La guerra entre Ucrania y Rusia está golpeando un sistema alimentario global debilitado por el covid-19, el cambio climático y un shock energético. Por parte de Ucrania las exportaciones de los cereales y las semillas oleaginosas se han detenido en su mayoría y las de Rusia están amenazadas. Juntos,  suministran el 28% del mercado mundial de trigo comercializado, 29% de la cebada, 15% del maíz y 75% del aceite de girasol. Los precios del trigo, que subieron un 53% desde principios de año, subieron un poco más de 6% el 16 de mayo, después de que India dijera que suspende las exportaciones debido a una alarmante ola de calor.

Si el comercio se detiene, se producirá la hambruna. El escenario está preparado para un juego de culpas, en el que Occidente condena a Rusia por su invasión y Rusia condena a Occidente por las sanciones. El argumento podría convertirse fácilmente en una excusa para la inacción. Mientras tanto mucha gente pasará hambre y algunos con seguridad  morirán.

Por otro lado, el cambio climático está empezando a arrasar con la vida de millones de personas. China, el más grande productor de trigo, ha dicho que, luego de que las lluvias retrasaron la siembra, esta cosecha puede ser la peor de su historia. Ahora,  las temperaturas extremas en India, el segundo mayor productor mundial, amenazan con mermar los rendimientos en otros graneros en América y Francia y el Cuerno de África está siendo devastado por su peor sequía en cuatro décadas. 

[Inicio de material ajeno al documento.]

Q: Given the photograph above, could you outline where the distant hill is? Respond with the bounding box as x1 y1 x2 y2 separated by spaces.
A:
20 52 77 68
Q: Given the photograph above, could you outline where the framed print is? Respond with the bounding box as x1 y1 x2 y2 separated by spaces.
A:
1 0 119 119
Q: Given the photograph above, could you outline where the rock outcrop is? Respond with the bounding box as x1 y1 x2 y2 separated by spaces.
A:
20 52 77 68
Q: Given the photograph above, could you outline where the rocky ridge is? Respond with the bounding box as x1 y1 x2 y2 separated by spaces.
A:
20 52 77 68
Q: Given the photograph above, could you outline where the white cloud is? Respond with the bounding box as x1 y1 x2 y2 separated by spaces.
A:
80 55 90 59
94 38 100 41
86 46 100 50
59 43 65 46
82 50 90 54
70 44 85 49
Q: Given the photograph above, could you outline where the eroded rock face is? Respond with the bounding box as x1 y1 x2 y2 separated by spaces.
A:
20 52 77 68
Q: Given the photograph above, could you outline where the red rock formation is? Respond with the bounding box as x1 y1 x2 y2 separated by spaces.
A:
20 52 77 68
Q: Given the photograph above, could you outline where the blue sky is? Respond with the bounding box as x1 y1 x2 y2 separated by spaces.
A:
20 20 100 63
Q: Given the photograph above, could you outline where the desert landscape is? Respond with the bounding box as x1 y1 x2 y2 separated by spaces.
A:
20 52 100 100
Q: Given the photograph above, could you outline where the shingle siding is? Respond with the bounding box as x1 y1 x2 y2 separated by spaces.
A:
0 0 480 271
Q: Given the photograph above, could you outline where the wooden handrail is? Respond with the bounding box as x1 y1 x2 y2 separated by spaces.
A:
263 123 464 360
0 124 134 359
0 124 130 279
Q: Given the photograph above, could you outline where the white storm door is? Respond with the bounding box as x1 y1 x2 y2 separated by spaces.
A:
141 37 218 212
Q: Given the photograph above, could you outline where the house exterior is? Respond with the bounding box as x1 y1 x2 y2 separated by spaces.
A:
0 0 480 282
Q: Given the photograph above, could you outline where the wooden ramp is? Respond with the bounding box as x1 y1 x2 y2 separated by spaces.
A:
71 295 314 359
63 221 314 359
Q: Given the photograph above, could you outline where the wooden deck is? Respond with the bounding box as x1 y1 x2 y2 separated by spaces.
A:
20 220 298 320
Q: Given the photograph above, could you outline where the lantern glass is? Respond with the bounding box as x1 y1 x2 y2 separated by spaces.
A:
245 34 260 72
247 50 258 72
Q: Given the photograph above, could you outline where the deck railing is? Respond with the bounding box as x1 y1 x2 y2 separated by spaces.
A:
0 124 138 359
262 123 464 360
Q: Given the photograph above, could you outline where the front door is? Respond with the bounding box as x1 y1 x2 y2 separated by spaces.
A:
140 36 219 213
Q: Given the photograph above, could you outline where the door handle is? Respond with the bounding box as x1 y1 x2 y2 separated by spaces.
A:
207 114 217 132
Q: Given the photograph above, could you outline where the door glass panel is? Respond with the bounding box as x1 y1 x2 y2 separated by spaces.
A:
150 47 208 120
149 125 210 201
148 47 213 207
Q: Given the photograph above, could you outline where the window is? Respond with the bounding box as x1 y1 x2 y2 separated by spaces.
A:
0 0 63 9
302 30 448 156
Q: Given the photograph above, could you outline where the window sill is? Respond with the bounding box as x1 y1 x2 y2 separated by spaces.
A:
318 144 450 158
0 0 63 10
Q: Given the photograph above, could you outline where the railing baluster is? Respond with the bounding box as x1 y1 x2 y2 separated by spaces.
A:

La crisis amenaza con empeorar. Antonio Guterres, secretario general de la ONU, advirtió el 18 de mayo que en los próximos meses será inminente la aparición de  “el espectro de una escasez mundial de alimentos” que podría durar años. El alto costo de los alimentos básicos va a hacer que se pase de 440 millones de personas a 1.600 millones de personas que no tendrán como adquirir provisiones y cerca de 250 millones están al borde de una hambruna. Incluso antes de la invasión de Rusia a Ukrania, el Programa Mundial de Alimentos advirtió que 2022 sería un año terrible.

El hambre es un fenómeno que siempre nos ha puesto contra la pared como sociedad. Tanto líderes mundiales como personas del común tenemos una responsabilidad que no da espera. Son centenares de vidas las que hoy están en riesgo y solo unidos con el esfuerzo y generosidad de todos podremos garantizar que “la alimentación sea un derecho y no un privilegio”.